Le professeur Dessler, de Texas A&M, et son collègue Jangho Lee ont publié une étude de ce type au début de l’année dernière. Selon leurs méthodes, explique M. Lee, environ 11 000 décès dus à la chaleur se sont probablement produits en 2023 aux États-Unis ― un chiffre qui représenterait un record depuis au moins 1987 et qui est environ cinq fois plus élevé que le nombre indiqué sur les certificats de décès.

Les décès sont également en hausse en raison de l’amélioration des rapports et parce que les Américains vieillissent et sont plus vulnérables à la chaleur, a analysé M. Lee. La population se déplace également lentement vers les villes, qui sont plus exposées à la chaleur.

Dans certains endroits, la chaleur de l’année dernière rivalise déjà avec les pires records. À la fin du mois de mai, Miami était en passe de connaître une température supérieure de 1,5 degré Farenheit à celle du mois de mai le plus chaud jamais enregistré, selon M. McNoldy.

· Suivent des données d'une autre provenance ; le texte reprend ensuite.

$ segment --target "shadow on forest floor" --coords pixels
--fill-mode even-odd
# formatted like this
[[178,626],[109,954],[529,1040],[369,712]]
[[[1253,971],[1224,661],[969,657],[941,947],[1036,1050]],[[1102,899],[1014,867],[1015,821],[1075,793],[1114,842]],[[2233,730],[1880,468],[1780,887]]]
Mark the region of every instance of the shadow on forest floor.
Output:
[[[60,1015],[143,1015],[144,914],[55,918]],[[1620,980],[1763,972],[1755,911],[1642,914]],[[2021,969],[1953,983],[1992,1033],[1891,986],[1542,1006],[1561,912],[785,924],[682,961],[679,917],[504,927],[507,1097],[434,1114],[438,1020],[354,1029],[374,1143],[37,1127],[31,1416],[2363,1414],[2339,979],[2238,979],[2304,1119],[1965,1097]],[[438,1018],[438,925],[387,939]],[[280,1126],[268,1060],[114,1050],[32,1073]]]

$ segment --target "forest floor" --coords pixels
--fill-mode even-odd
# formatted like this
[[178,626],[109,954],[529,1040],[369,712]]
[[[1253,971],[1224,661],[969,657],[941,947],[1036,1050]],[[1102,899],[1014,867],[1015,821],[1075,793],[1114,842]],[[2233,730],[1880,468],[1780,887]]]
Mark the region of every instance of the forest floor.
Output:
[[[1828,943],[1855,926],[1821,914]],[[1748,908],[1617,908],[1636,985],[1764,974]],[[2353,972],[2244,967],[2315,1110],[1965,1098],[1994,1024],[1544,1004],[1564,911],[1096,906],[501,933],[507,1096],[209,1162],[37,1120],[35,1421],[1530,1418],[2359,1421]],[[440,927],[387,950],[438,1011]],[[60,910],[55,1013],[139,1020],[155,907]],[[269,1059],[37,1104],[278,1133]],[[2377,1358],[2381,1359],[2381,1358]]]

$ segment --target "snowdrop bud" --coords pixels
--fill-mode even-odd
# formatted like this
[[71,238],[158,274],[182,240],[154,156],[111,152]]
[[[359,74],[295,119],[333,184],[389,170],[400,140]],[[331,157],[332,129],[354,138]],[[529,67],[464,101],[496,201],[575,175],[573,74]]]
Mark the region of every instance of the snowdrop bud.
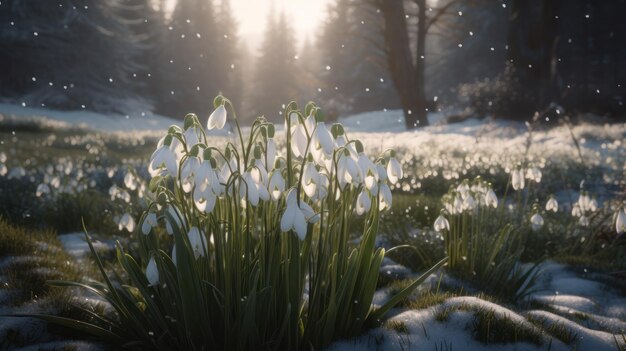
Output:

Le professeur Murphy, de Dallas, s’est référé à des cartes indiquant que les conditions au Mexique sont «étrangement similaires à ce que nous avons vu en juin dernier», et il craint donc «un été très brutal».

Le professeur Dessler, de Texas A&M, a prévenu que la chaleur de l’année dernière était «un avant-goût de l’avenir».

«Je pense que dans 20 ans, lorsque 2040 arrivera, nous nous souviendrons de 2023 et nous nous dirons que c’était génial, a déclaré M. Dessler. Le problème avec le changement climatique, c’est que s’il ne vous a pas encore poussé à bout, vous n’avez qu’à attendre.»